J’ai 18 ans et environ 6 mois. Je vais chez le médecin car « un peu fatiguée » (Je cumule 3 jobs différents et mes cours à la fac), je demande des vitamines pour m’aider, sans sucre bien sûr.
La médecin me regarde me fait monter sur la balance 3 fois de suite et je vois son visage se décomposer. Après un bel interrogatoire, le diagnostic est posé : « Mademoiselle vous êtes anorexique et dans un état sérieux, vous devez reprendre au minimum 10 kilos pour sortir de l’urgence vitale ». Moi abasourdie, le regard qui fixe le sol, je ne réagis plus.
Elle me parle et moi, me voilà comme toujours repartie dans mes pensées « 10 kilos mais qu’est ce qu’elle veut cette médecin qui n’y comprend rien ? Je ne suis pas en béatitude devant ces filles de magazine, non, moi je veux disparaître, m’enlaidir pour que plus jamais personne ne me touche, pour continuer cette déshumanisation, pour ne plus être la poupée de chiffon, mais elle est folle cette médecin ! »
Je prends les ordonnances, les analyses, et je sors complètement chamboulée.
Pourquoi je ne me supporte pas ainsi ? Pourquoi je vomis ma vie, d’ailleurs quelle vie ? Qu’est ce que j’ai ? Qu’est ce qui me retient ici, ce serait tellement plus facile de ne plus souffrir autant. Mais d’ailleurs pourquoi je souffre ?
Tout ça, depuis mes 6 ans, c’est normal, après tout, ça l’a toujours été, alors pourquoi j’ai l’impression d’être morte de l’intérieur ? Pourquoi je ne me sens pas moi mais divisée en mille morceaux qu’eux m’ont volés ? Voilà le début de ma prise de conscience…
À l’heure actuelle j’ai 29 ans, après des années de psychothérapies en tout genre, un nombre incalculable d’hospitalisations pour anorexie sévère et chronique et SPT (syndrome post traumatique), je me demande si ça n’était pas mieux de vivre dans la semi ignorance…
J’ai été victime d’inceste par un faux « grand père », lui et mes parents étaient pompiers. Cette caserne, ces vestiaires auront été les premiers témoins de la violation de mon insouciance.

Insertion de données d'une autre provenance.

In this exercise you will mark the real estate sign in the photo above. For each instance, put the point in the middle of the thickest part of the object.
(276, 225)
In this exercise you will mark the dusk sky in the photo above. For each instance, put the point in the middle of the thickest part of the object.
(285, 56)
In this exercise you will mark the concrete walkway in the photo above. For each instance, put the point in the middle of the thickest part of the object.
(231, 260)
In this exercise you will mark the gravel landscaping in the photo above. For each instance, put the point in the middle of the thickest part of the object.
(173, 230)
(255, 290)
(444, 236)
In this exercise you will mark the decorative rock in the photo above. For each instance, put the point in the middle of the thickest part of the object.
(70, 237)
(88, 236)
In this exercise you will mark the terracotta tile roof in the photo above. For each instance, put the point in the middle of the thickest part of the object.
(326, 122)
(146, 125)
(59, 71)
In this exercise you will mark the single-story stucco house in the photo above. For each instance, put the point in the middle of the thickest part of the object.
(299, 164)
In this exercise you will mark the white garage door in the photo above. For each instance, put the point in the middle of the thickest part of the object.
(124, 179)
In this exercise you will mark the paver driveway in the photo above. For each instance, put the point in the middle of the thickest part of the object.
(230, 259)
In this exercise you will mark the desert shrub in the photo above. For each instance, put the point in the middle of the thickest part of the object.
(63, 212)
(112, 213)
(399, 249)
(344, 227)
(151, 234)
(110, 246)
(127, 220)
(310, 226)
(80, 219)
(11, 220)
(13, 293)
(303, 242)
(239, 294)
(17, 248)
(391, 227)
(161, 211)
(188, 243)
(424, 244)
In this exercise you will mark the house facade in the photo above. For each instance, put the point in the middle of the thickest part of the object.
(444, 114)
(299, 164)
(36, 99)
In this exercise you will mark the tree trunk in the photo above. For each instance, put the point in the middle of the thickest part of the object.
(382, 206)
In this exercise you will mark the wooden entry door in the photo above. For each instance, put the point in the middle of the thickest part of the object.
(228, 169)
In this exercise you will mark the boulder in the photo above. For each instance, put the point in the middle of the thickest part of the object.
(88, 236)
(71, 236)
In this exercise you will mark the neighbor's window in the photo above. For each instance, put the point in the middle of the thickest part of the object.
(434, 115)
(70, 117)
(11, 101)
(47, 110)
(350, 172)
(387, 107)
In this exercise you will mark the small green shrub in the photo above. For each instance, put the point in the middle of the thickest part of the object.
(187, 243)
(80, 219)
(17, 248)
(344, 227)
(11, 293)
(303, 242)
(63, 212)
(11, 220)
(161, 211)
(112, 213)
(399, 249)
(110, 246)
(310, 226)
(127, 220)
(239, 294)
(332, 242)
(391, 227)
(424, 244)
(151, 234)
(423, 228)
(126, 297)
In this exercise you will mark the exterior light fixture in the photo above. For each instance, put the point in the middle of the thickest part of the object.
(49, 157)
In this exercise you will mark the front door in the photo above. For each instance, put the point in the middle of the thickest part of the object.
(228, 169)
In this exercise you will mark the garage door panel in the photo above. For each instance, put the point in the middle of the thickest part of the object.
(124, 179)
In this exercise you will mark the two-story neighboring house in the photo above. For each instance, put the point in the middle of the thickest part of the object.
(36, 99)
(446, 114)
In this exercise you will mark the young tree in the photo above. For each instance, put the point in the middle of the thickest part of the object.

La première fois j’ai pleuré, il a « aimé » et m’a dit que je n’étais qu’un bébé.
Je n’ai plus jamais pleuré en étant convaincue que si je pleurais j’étais faible.
C’était normal tout ça après tout, j’avais « beaucoup de chance pour une fillette de 6 ans qu’on m’apprenne toutes ces choses, que c’était pour mon bien et j’aurais dû m’estimer heureuse d’avoir une personne aussi bienveillante envers moi… »
J’ai subi ces viols, ces menaces, ces intimidations jusqu’à mes 12 ans (date où je suis tombée malade, personne n’aime les sacs d’os), à croire que j’avais tort ou que ce personnage immonde gros puant et rempli de tâches de cambouis avait ses propres goûts…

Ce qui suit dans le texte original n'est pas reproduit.